Forests are inherently diverse ecosystems, as conditions found within them are ideal for supporting symbiotic ecological relationships. This is especially so in the Philippines, where the tropical climate allows forests to receive, absorb, and redistribute rainwater to support life not only within themselves, but also to other nearby and adjacent ecosystems where the water reserves are released.
Primarily, forests serve as the country’s most important source of water, thus allowing all other forms of natural resources to flourish and become productive. Forest ecosystems naturally provide clean air and food in the process. In addition, these resources also contribute through power (electricity) generation, and by providing protection as a raw material for houses and other forms of shelter. They also offer indirect benefits, such as by functioning as buffer zones from storms and prevention of soil erosion. Forests support human livelihood, although proper management and conscious conservation efforts are emphatically required in this sense.
Unfortunately, forests are heavily prone to abuse and exploitation. Over the last century, human populations consumed and altered forest landscapes in favor of agricultural development and urbanization. It is estimated that from having 70% forest cover at the start of the 1900s, only about 24% remain, based on 2001-03 satellite imagery, according to the DENR’s Forest Management Bureau. Meanwhile, according to the Philippine Tropical Forest Conservation Foundation, “deforestation continues at an average of 100,000 hectares per year or 273 hectares per day.”

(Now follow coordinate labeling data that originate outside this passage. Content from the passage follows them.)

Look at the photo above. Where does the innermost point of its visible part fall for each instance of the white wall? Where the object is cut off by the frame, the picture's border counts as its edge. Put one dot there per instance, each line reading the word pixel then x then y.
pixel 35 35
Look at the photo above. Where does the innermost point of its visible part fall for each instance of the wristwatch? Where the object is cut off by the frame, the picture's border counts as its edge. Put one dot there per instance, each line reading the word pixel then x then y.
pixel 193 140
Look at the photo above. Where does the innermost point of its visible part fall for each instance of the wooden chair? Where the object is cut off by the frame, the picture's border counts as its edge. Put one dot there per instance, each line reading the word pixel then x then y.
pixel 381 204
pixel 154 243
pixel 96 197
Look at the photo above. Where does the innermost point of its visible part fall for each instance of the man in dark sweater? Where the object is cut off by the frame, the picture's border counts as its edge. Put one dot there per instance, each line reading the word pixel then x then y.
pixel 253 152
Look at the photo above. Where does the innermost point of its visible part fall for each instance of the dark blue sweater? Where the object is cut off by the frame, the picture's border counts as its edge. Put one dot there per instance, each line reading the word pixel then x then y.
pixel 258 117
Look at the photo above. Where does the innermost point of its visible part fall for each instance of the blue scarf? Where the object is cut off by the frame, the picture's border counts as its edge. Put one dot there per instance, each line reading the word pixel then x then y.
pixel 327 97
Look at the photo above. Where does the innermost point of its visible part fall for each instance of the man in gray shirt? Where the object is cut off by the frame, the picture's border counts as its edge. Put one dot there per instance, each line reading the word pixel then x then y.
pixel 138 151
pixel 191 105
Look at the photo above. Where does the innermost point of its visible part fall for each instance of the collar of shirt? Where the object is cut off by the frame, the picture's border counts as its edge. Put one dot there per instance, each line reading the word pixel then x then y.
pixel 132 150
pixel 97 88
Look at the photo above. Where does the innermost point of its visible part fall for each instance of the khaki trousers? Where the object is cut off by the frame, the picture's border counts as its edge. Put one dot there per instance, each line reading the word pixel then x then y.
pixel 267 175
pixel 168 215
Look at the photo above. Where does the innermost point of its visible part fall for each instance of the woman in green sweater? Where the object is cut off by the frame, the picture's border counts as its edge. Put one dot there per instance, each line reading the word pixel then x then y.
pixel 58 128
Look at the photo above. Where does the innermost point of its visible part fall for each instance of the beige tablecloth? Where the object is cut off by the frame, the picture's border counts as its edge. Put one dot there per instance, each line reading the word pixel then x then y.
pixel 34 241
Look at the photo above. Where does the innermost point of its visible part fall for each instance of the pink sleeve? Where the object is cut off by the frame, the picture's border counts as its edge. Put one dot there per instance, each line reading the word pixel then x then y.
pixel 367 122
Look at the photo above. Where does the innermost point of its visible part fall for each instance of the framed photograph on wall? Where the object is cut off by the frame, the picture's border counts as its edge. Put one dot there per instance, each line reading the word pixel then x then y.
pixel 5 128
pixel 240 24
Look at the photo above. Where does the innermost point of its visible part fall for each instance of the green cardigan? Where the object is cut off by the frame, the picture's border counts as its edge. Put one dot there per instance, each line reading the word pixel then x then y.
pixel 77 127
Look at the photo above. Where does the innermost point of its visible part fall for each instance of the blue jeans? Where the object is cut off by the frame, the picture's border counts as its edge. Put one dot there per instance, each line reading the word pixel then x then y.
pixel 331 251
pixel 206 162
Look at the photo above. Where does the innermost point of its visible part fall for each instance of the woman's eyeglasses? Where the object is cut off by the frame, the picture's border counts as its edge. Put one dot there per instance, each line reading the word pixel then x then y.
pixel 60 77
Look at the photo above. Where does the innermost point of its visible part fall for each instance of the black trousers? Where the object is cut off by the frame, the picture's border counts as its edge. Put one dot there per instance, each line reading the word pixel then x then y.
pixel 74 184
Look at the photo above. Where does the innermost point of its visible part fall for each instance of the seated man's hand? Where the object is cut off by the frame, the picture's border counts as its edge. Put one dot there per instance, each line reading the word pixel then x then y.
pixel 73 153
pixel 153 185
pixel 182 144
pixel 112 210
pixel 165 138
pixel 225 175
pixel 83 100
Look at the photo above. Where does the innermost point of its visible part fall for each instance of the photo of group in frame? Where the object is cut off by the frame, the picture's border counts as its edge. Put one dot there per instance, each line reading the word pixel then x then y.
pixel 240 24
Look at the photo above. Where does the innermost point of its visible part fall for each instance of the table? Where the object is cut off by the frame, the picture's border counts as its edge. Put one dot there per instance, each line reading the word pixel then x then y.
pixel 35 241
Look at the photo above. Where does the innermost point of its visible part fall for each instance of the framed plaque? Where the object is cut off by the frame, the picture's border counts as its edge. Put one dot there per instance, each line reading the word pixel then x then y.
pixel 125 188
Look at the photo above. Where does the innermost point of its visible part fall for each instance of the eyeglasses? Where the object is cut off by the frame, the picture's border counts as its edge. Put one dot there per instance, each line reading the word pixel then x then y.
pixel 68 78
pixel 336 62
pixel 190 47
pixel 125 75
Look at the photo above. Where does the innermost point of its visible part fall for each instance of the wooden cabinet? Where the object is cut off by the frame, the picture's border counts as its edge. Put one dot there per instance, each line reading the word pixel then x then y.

The problem of forest degradation and destruction continues due to the prevalence of logging practices both legal and otherwise, mining, and land conversion. This, despite more proactive measures being undertaken to restore them at present. While initiatives such as the DENR’s National Greening Program are in place and already being executed, forests still suffer due to generally poor state-level policy-making that support activities such as logging and mining for commercial gain.